Steel Cut Oats are a great source of protein for Vegetarians. It is rich in soluble fibre (to make it good for diabetics), which helps lower blood LDL cholesterol, the so-called "Bad" cholesterol. Whole Oats have an antioxidant called Avenanthramide (a polyphenol from oats) which helps lower blood pressure levels. Soluble fibre absorbs water and swells and to become gel like substance which helps in the absorption of nutrients like B Vitamins and minerals like Magnesium and Zinc which are key to a good heart. See here why oats are good for you?

Apples : Being low in sodium, apples are effective against high blood pressure because of its diuretic effect. Don't peel the fruit to get maximum apple benefits. Two-thirds of the fibre and lots of antioxidants are found in the peel. Apple benefits diabetics as the soluble fibre assists in regulating blood sugar and is heart friendly. See detailed 9 health benefits of apple

Can diabetics, heart patients and over weight individuals have Pumpkin Steel Cut Oats ?

Yes, this recipe is good for diabetics, heart and weight loss BUT use in restricted quantity. A cup of pumpkin cubes fulfils your day’s requirement of Vitamin A (5526 mcg), thus making it a super food for your eyes. Kaddu  can be included in safe amounts or restricted amounts by diabetics.
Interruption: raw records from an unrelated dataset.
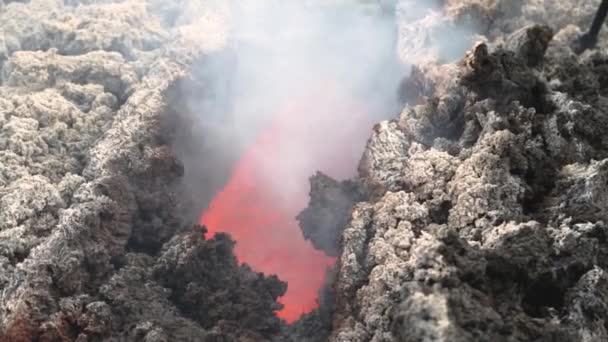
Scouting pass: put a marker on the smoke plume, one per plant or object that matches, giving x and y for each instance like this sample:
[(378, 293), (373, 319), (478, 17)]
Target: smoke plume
[(296, 91)]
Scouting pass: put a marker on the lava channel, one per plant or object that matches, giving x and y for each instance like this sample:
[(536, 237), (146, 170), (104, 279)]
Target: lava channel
[(269, 187)]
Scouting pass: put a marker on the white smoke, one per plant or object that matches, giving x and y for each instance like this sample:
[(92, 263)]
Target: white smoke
[(328, 69)]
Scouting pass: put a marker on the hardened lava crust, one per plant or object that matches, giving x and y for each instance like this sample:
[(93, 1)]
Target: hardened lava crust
[(478, 213)]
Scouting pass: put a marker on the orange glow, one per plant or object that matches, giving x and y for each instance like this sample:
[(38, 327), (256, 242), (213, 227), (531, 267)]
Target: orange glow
[(269, 187)]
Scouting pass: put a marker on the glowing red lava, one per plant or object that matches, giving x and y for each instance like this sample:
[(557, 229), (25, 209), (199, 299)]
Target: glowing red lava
[(269, 187)]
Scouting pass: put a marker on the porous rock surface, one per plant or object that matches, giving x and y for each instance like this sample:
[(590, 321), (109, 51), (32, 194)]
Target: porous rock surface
[(92, 244), (482, 219), (487, 213)]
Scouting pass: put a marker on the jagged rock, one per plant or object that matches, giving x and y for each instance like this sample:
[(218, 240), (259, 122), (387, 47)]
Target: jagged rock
[(494, 230), (328, 211)]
Can healthy individuals have Pumpkin Steel Cut Oats ?

Yes. 

Value per serving% Daily Values
Energy98 cal5%
Protein3.3 g6%
Carbohydrates18.7 g6%
Fiber2.8 g11%
Fat1.2 g2%
Cholesterol0 mg0%
VITAMINS
Vitamin A2763.8 mcg58%
Vitamin B1 (Thiamine)0.2 mg20%
Vitamin B2 (Riboflavin)0.1 mg9%
Vitamin B3 (Niacin)0.5 mg4%
Vitamin C2.3 mg6%
Vitamin E0.7 mg5%
Folic Acid (Vitamin B9)16.8 mcg8%
MINERALS
Calcium16.1 mg3%
Iron1 mg5%
Magnesium50.6 mg14%
Phosphorus76 mg13%
Sodium16.4 mg1%
Potassium168.7 mg4%
Zinc0.8 mg8%
Percent Daily Values are based on a 2000 calorie diet. Your daily values may be higher or lower depending on your calorie needs.